The office of the future

The office as we know it is a thing of the past but it still has an important role to play as a place to connect and collaborate.

For employees, choice, privacy, health and wellbeing are top of mind.

These need to be balanced with those of the business and supported by the right technology, infrastructure, skills and capabilities.

Hybrid work offers benefits to both employers and employees but leaders need to consider how flexible working impact power dynamics and whether they are inclusive and equitable.

Some important findings the guide highlights on hybrid working

  • There is no going back.
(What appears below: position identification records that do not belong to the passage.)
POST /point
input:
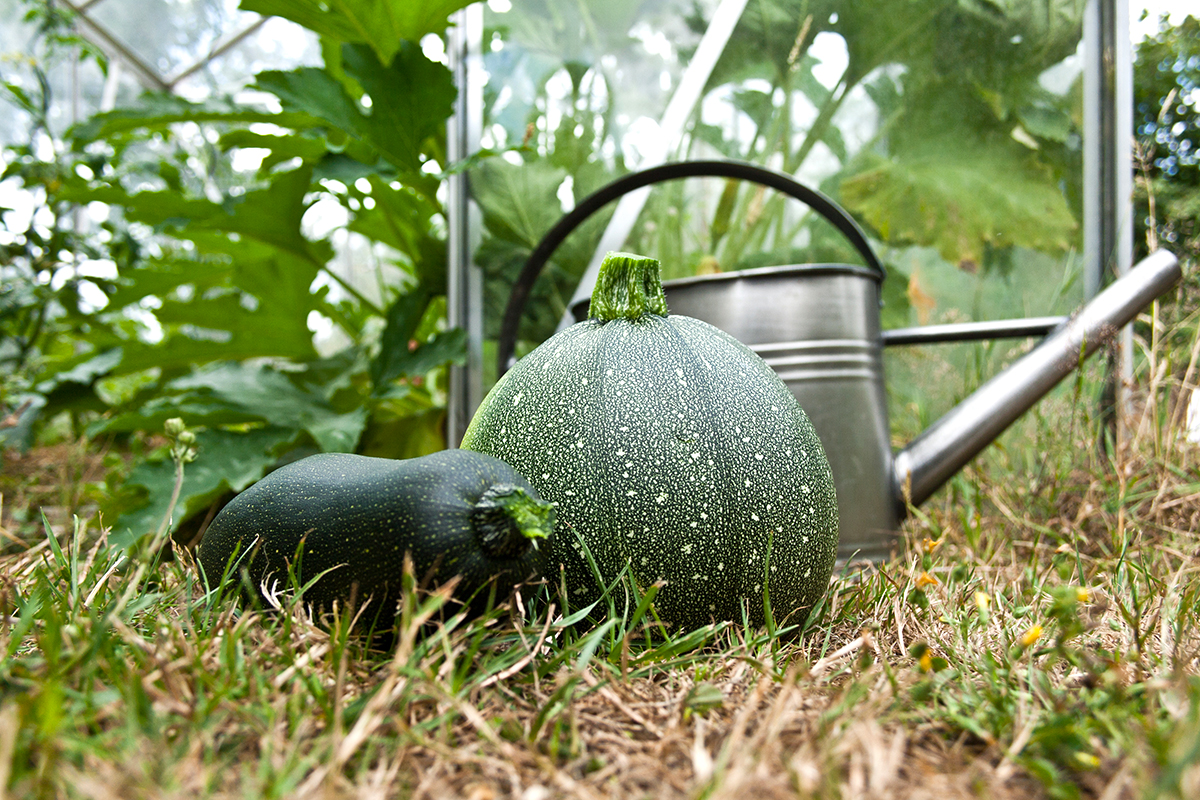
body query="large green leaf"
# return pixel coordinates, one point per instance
(961, 199)
(227, 461)
(159, 110)
(383, 24)
(412, 98)
(231, 394)
(520, 203)
(401, 354)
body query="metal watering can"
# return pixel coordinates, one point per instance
(817, 325)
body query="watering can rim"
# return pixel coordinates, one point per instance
(580, 307)
(671, 170)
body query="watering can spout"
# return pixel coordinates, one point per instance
(947, 445)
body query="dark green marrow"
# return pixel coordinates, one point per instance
(354, 517)
(670, 446)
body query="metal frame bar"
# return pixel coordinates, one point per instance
(1108, 172)
(465, 282)
(997, 329)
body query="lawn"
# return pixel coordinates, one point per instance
(1036, 635)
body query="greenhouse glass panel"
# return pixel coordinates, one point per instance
(951, 131)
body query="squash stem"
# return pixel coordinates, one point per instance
(509, 521)
(629, 287)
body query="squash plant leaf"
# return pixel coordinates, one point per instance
(520, 203)
(159, 110)
(382, 24)
(411, 100)
(402, 353)
(228, 461)
(403, 220)
(961, 199)
(237, 394)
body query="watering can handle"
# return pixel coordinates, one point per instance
(671, 170)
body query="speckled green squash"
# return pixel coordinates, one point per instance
(456, 512)
(669, 445)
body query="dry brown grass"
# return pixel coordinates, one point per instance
(1036, 637)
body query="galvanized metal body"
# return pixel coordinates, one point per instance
(819, 329)
(819, 326)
Organisations who resist the shift to flexible working will have a harder time attracting talent.
  • Flexibility and wellbeing initiatives are driving pride and engagement in employees and strengthening their organisation’s culture.
  • Many senior leaders are fighting the tide due to lack of visibility leading and lack of employee trust.
  • An overreliance on managing employee performance and productivity through data can erode trust between your organisation and its people therefore it’s important to balance this with human empathy and 1:1 communication.
  • Communication is key – organisations should be transparent about what they are tracking and clearly articulate the tangible value to their employees of opting in.
  • Many organisations noted that productivity gains resulting from the quick shift to WFH were unsustainable over time confirming the need to find new balance.

“During the pandemic managers admitted to monitoring video conferencing use, employee emails and slack conversations in order to gain a sense of their staff’s productivity.”

“This highlights the need for data transparency, if remote working is here to stay.”

“A mutual understanding must be reached between employees and employers around what is being monitored, coupled with accurate tools to measure productivity, ensuring workplace relationships in a remote environment are built around trust and transparency.”

“There’s no ignoring the future of work, and organisations that prioritise quick fixes or returns to traditional processes will quickly find themselves left behind.”

“For progressive organisations looking to lead the way into the future, the challenge ahead is clear – building a culture and employee experience that’s fit for purpose, aligned to strategy and designed to weather a perpetually changing working world,” says Ben Bars.